Good post. It comes down to playing, as many put it, "a complete football game." The Packers made some great plays, but the defense in particular made some not so great plays. It's nice to see we've got discipline down a little, and now it's time to work on consistency, especially on the defense.

Anonymous said...


hawk makes an easy catch when the lion back falls down

the back falls down again on a crucial swing pass

Woodson gets away with two blatant PIs and now that is 'playing with discipline'

those were not forced, not taken, not good plays

spin it all you want the lions GAVE us that game we did not take it

at least jordie has the "HONOR" of having been hit

frustration is taking its toll of even bloggers

SpiderPack said...

I can't tell you how obvious it is to me that this team requires confidence in the run game. Why is it that last yr we hear MM repeatedly emphasize how it all starts with run game, even Aaron spoke that way during the preseason. They have never been satisfied with what I historically felt was a minimally acceptable or marginal run game, much less a poor one? How can they all jump ship? I watch Packer games about 10ft from a 108 inch HD screen. The closeups of Tauch & Cliffy's facial expressions & body language spoke volumes of the frustration & dwindling confidence they all had during the Bears game as the plethora of false starts/holding calls accumulated, & the sense of urgency which led to so many "lack of focus" mistakes. It truly is amazing how much more information one can glean with those closeups of the players. You hit the nail on the head: without an independently successful run game, they can't feel confident about winning, our aging tackles can't perform well enough in a more one dimensional offense, & it will be a constant struggle to play consistently well & win against decent teams.
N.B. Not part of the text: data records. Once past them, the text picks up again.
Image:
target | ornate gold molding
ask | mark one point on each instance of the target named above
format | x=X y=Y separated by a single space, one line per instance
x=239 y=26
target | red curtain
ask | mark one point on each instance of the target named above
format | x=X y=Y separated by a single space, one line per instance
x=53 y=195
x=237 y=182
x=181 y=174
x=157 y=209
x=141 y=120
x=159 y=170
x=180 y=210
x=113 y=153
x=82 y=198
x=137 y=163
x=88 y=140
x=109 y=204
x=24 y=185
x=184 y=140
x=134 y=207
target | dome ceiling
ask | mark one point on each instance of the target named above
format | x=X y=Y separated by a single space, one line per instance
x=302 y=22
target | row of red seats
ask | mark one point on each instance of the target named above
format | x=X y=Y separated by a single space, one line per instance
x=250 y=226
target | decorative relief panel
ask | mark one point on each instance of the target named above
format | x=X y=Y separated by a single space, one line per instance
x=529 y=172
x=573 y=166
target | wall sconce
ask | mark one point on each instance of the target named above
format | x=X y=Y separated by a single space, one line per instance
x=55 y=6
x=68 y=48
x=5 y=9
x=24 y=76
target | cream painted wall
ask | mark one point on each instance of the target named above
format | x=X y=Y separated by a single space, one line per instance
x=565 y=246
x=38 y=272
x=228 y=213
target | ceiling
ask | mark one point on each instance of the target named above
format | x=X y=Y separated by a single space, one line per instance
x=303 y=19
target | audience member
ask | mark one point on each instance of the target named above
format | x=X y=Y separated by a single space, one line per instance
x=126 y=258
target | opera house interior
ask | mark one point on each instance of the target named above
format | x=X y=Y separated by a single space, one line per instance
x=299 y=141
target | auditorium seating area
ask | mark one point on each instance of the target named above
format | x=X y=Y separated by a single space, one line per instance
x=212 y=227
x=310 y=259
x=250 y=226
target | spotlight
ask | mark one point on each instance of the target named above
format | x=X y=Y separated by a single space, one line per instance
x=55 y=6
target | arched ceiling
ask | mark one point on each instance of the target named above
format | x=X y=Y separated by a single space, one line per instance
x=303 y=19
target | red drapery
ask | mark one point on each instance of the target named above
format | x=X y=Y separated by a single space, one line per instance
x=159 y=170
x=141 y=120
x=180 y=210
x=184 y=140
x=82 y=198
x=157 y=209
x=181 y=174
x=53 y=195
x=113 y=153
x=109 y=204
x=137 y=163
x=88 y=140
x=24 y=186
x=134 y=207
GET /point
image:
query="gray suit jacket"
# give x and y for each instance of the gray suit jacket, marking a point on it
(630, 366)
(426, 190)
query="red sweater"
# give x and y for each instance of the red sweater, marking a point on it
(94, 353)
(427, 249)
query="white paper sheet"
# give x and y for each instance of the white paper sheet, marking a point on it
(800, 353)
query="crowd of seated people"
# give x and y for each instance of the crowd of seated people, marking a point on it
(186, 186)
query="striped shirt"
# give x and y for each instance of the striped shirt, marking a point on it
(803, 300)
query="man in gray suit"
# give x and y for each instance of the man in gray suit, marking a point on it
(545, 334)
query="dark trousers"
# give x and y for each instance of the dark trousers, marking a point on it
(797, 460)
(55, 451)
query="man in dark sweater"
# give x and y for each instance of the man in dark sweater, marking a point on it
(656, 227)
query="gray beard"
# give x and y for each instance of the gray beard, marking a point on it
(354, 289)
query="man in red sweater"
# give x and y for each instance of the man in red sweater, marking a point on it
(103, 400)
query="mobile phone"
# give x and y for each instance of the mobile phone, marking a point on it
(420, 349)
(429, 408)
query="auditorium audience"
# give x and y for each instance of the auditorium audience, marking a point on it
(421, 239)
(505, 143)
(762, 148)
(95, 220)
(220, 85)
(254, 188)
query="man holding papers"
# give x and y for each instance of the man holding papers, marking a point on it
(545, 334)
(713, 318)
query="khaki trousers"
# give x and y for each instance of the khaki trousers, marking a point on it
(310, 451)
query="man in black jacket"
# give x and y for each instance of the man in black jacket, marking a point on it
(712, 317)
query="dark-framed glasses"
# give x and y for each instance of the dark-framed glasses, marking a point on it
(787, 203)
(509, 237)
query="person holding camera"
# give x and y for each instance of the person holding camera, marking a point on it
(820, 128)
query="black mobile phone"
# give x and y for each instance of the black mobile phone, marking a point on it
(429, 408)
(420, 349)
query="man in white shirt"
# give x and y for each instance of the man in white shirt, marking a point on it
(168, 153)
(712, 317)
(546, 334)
I read the CHTV "Obligatory Rungame" post/comments, & I can't understand how that mass of people doesn't see the relationship between the poor run game & the performance problems leaking into nearly all aspects of the Packs gameplay. Truth is, I think a majority of the team knows they can't be sure of their potential w/o a better rungame, & they & MM/TT are hopefully coming to grips with the loss of Grant & will be realistic about what it's going to take to make a deep run in the playoffs. The last drive saw a little hope come in, if Kuhn can run close to 4yds a carry & get a few 7-10yd runs per game, that won't be a great deal different than what RG offered us for the 1st half of each season. And that could make it all work with who we've got, cause I don't think TT is gonna land us anything special with regard to RB.